There are plenty of places where I am completely out of my element: department stores, especially the cosmetic section; a golf course, any golf course; and watching an episode of “Glee” on television. I do not pretend to be adept in any and all environments. Barns, however, I know about. I was practically, much to the chagrin of my beloved wife and other refined folk, raised in a barn. The dairy barn of my childhood was unbearably hot in the summer, with the body heat of twenty cows mixed in with the stifling air perfumed with grain, dust, and goodness knows what else. In the wintertime it could be equally miserable. Often cold and wet, the only source of warmth was a small gas heater that thawed our wet hands in between milkings. On particularly bitter days the end of a cow’s tail could provide an uncomfortable swat if the dangling mud and manure was frozen. Nonetheless the barn was more or less home for a good portion of my childhood and it was in the barn that we shared stories, memories and passed along wisdom.

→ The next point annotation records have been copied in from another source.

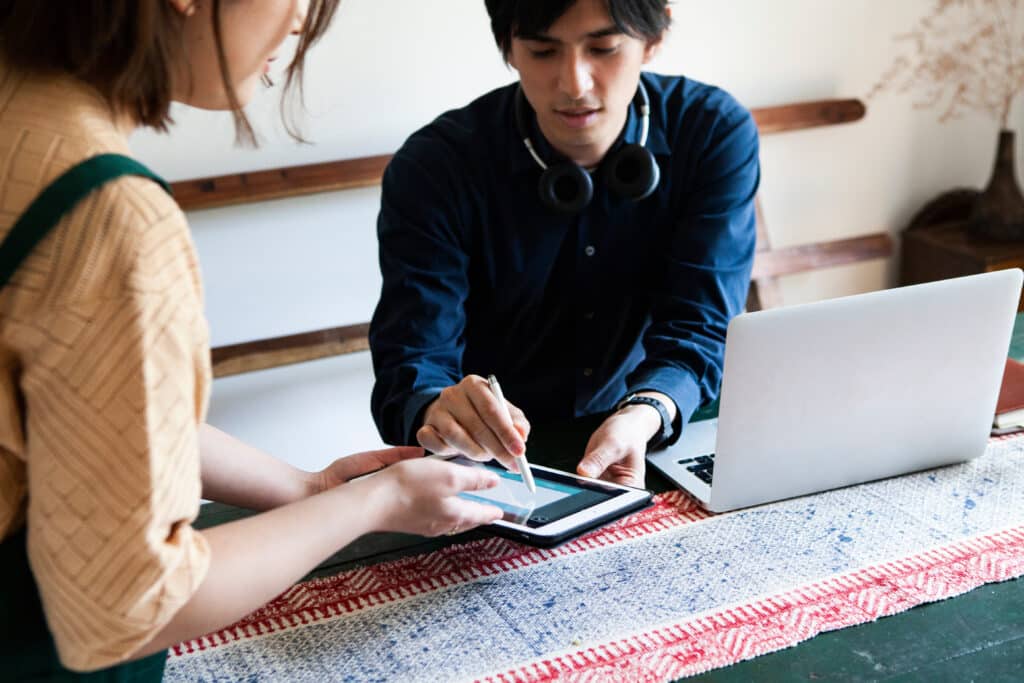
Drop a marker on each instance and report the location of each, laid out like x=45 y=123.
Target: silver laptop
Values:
x=838 y=392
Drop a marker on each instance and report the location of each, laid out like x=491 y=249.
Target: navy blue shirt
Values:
x=571 y=313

A stable is a more polite word for barn, but it is basically the same thing: housing for livestock. Even the cleanest of stables are nothing more than a barn filled with the sights, sounds and, yes, smells of animals.

Quite an amazing beginning for the birth of God, don’t you think? Over the centuries we have domesticated our stables and imagined them as quaint Italian villas along a hillside, forgetting or not really considering that it was just a barn. Perhaps we have overlooked the fact that stable is not actually mentioned in the birth narrative of Jesus – not once. All we have to go on is that Jesus was placed in a manger. In fact the Gospel of Luke mentions this three times, not wanting us to miss the point. Of course mangers were not in living rooms or inns, but in barns. When Luke tells us that God incarnate was placed in a manger, he reminds the reader, “because there was no room in the inn.” (2:7b)

God is not always where you think, because too, too often we do not have room either. We crowd God out with our own proclivities and biasness. Smug self-assurances masquerade our insecurities all the while not realizing God’s blessing is somewhere else. The Gospel gives us this simple little statement about there being no room in the inn and it became a symbol for Luke; a theme. Luke takes this one line, “There is no room in the inn,” and writes how this phrase was recurrent throughout Jesus’ ministry.

There was no room for Jesus in the economic world. Indeed, it is easier for a camel to go through the eye of a needle than for someone who is rich to enter the kingdom of God.” Luke 18:25

There was no room for Jesus in the legal and religious realm. And the Pharisees and the scribes were grumbling and saying, “This fellow welcomes sinners and eats with them.” Luke 15:2

There was no room for Jesus in ordered society. So Pilate gave his verdict that their demand should be granted. Luke 23:24

Making room for the Holy is, I believe, a lifelong quest. We do not just emerge from the baptismal waters and say, “Well I have arrived!” Just when we think we have constructed an abode for the divine we realize our mangers are too small and God is on the move and the inn is never going to hold it all.  

We are also about the task of making room for others, which is not easy either. Like a crowded elevator that opens up for more passengers to squeeze in we wonder, is there room for one more?

If we are not careful we may squeeze others out, and like the caricature we hold of the crotchety old innkeeper, we snap, “no room!” I see those who cannot find room nearly every day. I walk by them, step over them and pretend to look the other way. I am not just talking about homeless. I am talking anyone who feels like they do not belong – the hopeless, the friendless, the seeker and searcher.

Our calling – I contend our very purpose – as those who have come to the stable and gathered round the manger is to make room for one more. It’s a crowded stable, but there is always room for one more in God’s Holy Gathering.

May your home, your barn, your manger always have room for others, and thanks be to the Lord, that Christ has made room for you and me.